The agreement has a whole chapter on regulatory coherence to help ensure an open, fair and predictable regulatory environment for businesses operating in CPTPP markets. While it allows members to pursue their own regulatory priorities, they must sign up to a quality management programme that would require them to have control over their own regulatory procedures.

If Brexit results in the Chequers approach, with the regulations dictated from Brussels, it’s difficult to see how the UK could meet these important requirements.

CPTPP’s coverage of services includes professional, business, education, environmental, transportation and distribution services, reducing barriers to their trade. Specific rules on financial services are also a significant step forward.

New elements in the agreement also ensure that economies at all levels of development, and businesses of all sizes, can benefit from enhanced trade. Provisions help small and medium-sized businesses understand the agreement, take advantage of its opportunities.

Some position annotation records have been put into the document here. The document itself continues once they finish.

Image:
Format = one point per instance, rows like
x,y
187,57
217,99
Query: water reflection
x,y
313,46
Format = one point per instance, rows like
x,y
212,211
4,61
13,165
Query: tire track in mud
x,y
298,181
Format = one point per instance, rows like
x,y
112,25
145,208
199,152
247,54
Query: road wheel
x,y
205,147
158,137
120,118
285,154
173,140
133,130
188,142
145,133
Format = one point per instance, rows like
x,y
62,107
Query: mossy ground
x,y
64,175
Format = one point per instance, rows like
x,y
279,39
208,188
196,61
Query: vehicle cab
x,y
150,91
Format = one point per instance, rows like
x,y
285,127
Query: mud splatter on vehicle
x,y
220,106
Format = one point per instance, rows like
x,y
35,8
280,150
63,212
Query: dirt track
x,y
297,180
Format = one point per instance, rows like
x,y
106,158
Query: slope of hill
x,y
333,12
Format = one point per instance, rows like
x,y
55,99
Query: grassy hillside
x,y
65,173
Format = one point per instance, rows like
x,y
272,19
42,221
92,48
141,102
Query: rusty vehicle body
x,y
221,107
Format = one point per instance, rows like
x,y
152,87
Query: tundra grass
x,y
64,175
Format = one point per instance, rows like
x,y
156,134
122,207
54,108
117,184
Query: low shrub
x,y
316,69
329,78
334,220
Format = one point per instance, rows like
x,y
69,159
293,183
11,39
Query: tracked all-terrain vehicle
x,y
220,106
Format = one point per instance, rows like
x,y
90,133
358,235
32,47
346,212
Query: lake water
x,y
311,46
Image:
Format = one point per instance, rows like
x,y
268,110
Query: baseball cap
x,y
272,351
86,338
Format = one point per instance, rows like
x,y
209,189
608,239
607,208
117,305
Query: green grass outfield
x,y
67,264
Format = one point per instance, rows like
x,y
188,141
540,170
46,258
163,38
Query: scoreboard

It is one of the first agreements to cover “next generation” trade issues and challenges, including those related to the Internet and digital economy. There is a chapter on electronic commerce which, among other things, recognises the importance of companies being able to transfer information across borders facilitating digital trade.

As well as preventing the imposition of customs duties on electronic transactions, the provisions tackle digital protectionist policies such as data localisation requirements and barriers to cross border data flows, setting a new global standard for trade liberalisation in the digital economy.

The United Kingdom is already a global leader in this sector. At G20 Digital Economy meetings, however, EU member states have been less than enthusiastic in supporting the environment of cross-border digital commerce with less burdensome regulation that the Internet facilitates.

So in the CPTPP, the UK has the opportunity to join an agreement that liberalises, and provides better access for one of the most rapidly growing sectors of its own economy. It would be such a lost opportunity if remaining part of the EU’s regulatory regime were to stand in the way of the UK joining.

While the ‘Common Rulebook’ approach to Brexit is intended to apply only to ‘goods and agri-foods’, modern goods often have services embedded in them. If the UK wants to be a serious player in moving forward on matters critical to the modern economy, remaining part of the EU’s regulatory regime, even just for goods, would not be helpful.

The prize CPTPP has to offer is real. During its negotiation, such countries as Japan moved further than ever before in liberalising sensitive sectors of their economy. Matching such progress in a purely bilateral negotiation would be difficult.

What’s more, the centre of gravity of global economic growth has shifted to the Asia-Pacific region. It embodies a dynamism less evident within European economies today. Strategically linking into that region has helped  toraise a country like New Zealand to prosperity from near bankruptcy 30 years ago.

The real prize from Brexit for the UK, and the way to win from leaving the EU, lies in embracing a smart global trade strategy. Bringing the dynamic of the Asia-Pacific region to Europe through joining CPTPP would be a powerful driver of innovation and growth across the entire region.

Now is the time to make decisions that will reap rewards for generations. Deciding to be a rule taker rather than a rule maker risks wasting this historic moment.